I’ve been thinking of late about angels. My friend George called last evening. I do not hear often from him—he lives better than half the year in Arizona and when he was in Saint Paul recently there had been difficulties and we did not spend much time together. But last night he called. He had followed the weather forecasts and grew concerned about me in the cold and snow. Now, I have lived in the Midwest for thirty-five years and have very well adjusted to the weather, and though I have less tolerance now than when first I arrived here, I told George that I knew how to care for myself during the freezing weather. But, I said, his concern touched me. 

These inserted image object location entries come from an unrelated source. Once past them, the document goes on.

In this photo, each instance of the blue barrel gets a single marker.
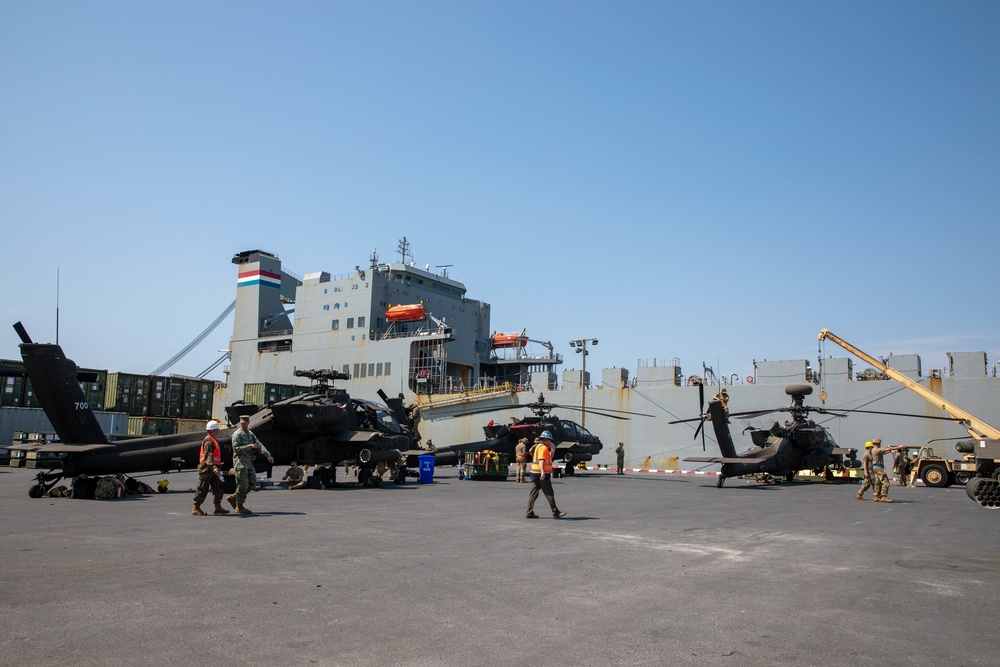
(426, 468)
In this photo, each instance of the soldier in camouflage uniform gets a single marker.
(208, 472)
(245, 445)
(881, 482)
(866, 465)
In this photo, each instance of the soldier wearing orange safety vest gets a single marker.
(541, 476)
(209, 461)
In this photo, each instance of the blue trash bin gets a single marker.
(426, 468)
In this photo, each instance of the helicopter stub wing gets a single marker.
(64, 448)
(722, 459)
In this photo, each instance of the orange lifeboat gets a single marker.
(410, 313)
(498, 341)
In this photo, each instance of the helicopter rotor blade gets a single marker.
(750, 414)
(903, 414)
(599, 410)
(684, 421)
(701, 410)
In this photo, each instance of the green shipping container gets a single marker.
(127, 393)
(198, 396)
(30, 400)
(166, 396)
(94, 384)
(262, 393)
(151, 426)
(12, 391)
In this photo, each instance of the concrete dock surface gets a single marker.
(646, 570)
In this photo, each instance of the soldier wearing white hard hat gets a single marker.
(209, 460)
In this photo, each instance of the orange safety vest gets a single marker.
(216, 455)
(544, 455)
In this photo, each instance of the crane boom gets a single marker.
(976, 427)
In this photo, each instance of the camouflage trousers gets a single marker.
(246, 479)
(880, 482)
(544, 486)
(867, 484)
(208, 481)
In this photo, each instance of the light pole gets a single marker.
(580, 345)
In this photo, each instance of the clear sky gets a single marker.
(714, 181)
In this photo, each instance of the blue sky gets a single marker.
(714, 181)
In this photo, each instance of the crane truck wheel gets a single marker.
(934, 475)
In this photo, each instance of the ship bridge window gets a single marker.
(388, 422)
(280, 345)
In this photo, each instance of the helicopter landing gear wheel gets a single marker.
(963, 477)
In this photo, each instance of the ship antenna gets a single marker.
(404, 250)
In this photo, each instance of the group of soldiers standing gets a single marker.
(873, 463)
(245, 446)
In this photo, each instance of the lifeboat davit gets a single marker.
(508, 340)
(410, 313)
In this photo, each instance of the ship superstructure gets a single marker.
(442, 355)
(393, 327)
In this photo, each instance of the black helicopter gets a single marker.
(325, 427)
(574, 443)
(782, 450)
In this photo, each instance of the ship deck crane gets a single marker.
(976, 427)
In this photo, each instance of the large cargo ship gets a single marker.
(414, 332)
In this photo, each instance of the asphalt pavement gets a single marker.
(647, 569)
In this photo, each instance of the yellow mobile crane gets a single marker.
(981, 458)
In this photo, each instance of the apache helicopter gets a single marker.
(574, 443)
(781, 451)
(325, 427)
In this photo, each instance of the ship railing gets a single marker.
(454, 397)
(274, 332)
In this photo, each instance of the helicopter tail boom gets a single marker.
(53, 378)
(720, 423)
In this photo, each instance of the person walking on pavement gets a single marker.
(541, 476)
(208, 472)
(866, 465)
(881, 480)
(245, 444)
(521, 457)
(901, 466)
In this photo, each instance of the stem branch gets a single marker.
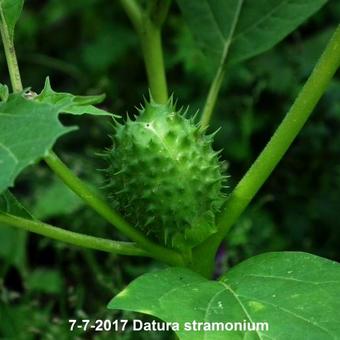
(261, 169)
(77, 239)
(103, 209)
(216, 84)
(66, 175)
(11, 58)
(148, 24)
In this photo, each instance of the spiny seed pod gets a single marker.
(164, 176)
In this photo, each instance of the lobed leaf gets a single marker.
(13, 241)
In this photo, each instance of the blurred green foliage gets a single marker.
(89, 47)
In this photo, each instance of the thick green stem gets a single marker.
(156, 251)
(102, 208)
(212, 96)
(11, 58)
(148, 25)
(295, 119)
(82, 240)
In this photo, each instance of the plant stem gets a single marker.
(77, 239)
(218, 79)
(158, 252)
(102, 208)
(212, 96)
(11, 58)
(283, 137)
(261, 169)
(148, 25)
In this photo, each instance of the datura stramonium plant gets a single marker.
(164, 177)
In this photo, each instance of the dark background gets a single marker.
(89, 47)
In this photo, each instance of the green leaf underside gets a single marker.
(70, 103)
(236, 30)
(10, 11)
(30, 127)
(296, 293)
(47, 206)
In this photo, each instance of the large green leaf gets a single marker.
(30, 127)
(10, 11)
(47, 206)
(297, 294)
(72, 104)
(236, 30)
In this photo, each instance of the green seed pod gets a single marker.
(164, 176)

Perhaps his call was about more than the weather. And in our conversation that did range over several topics, he told me this story. George has serious medical conditions that trouble him. One recent day he had ridden out on his electric bicycle for a twelve-mile ride. George is a regular bike rider, but he suffers from macular degeneration, a condition that blurs central vision. Macular degeneration causes blurred or no vision in the center of vision; he experiences distorted lines, decreased color intensity, dark or empty areas in the field of vision. Macular degeneration is a condition incurable and degenerative: it can only get worse. George can no longer drive and despite being an intellectual can no longer read books or the newspapers. George continued his story:  recently he had taken a fall getting off of his bicycle and seriously hurt his shoulder. The pain was becoming difficult to tolerate. His orthopedic doctor advised George that without surgery he actually could live with the shoulder injury for the rest of his life experiencing pain that might at times be acute. Or, the doctor suggested, George could have surgery to repair the shoulder. George is eighty-two years old and was conflicted what path he should choose.  

Halfway through his ride George stopped for a rest and parking his bicycle he sat on a nearby bench. In a little while another bike rider on a standard non-electric bicycle asked if he might share the bench. “Sure,” said George. The two men began to talk and the man revealed that he also suffered macular degeneration, that he too had hurt both his shoulders and had undergone two shoulder reconstructions. He also revealed that he had two knees replaced. He said also that he was ninety-seven years old. 

George’s face must have lit up as the man’s talk offered strength and paths for George to take. George had met with his angel. He decided there that he going to have the surgery on his shoulder, that he was going to live through his macular degenerative eyes and that he was going to continue to ride his bicycle until he turned at least ninety-seven years old and maybe one hundred. His angel had blessed George. 

When the phone rang with George’s call, I was sitting before the fire on a cold and dark evening feeling sorry enough for myself. I am seventy-seven years old and suffer from a few medical conditions that probably won’t kill me but from which I complainingly suffer. I have just published a memoir entitled Anxious Am I. Enough said about its subject! Now, I have a daughter getting married in two weeks, and I know that it will be a happy occasion. But I have been experiencing vague anxieties regarding this change in family status that her marriage exposes for me to consider. I think I was feeling that the intact family in which I had lived for thirty years despite divorce was now to be somehow changed. No matter that we all get excellently along; no matter that the circle simply, even happily would widen;  nevertheless, the circle would be transformed. I was experiencing that change anxiously. I did not discuss this issue with George. But our forty minute wide ranging conversation comforted me; by the fact that he had thought of me enough to be concerned for my welfare; by his willingness to share some intimacy with me and listen to some of my issues.

When I ended the call I knew that I had met my angel. It was a rare and meaningful event. And it would be sufficient. We can wrestle with ourselves and hold on tightly to our anxieties and our troubles until we receive from the angel our blessing. We have to only realize that it is an angel with whom we are struggling.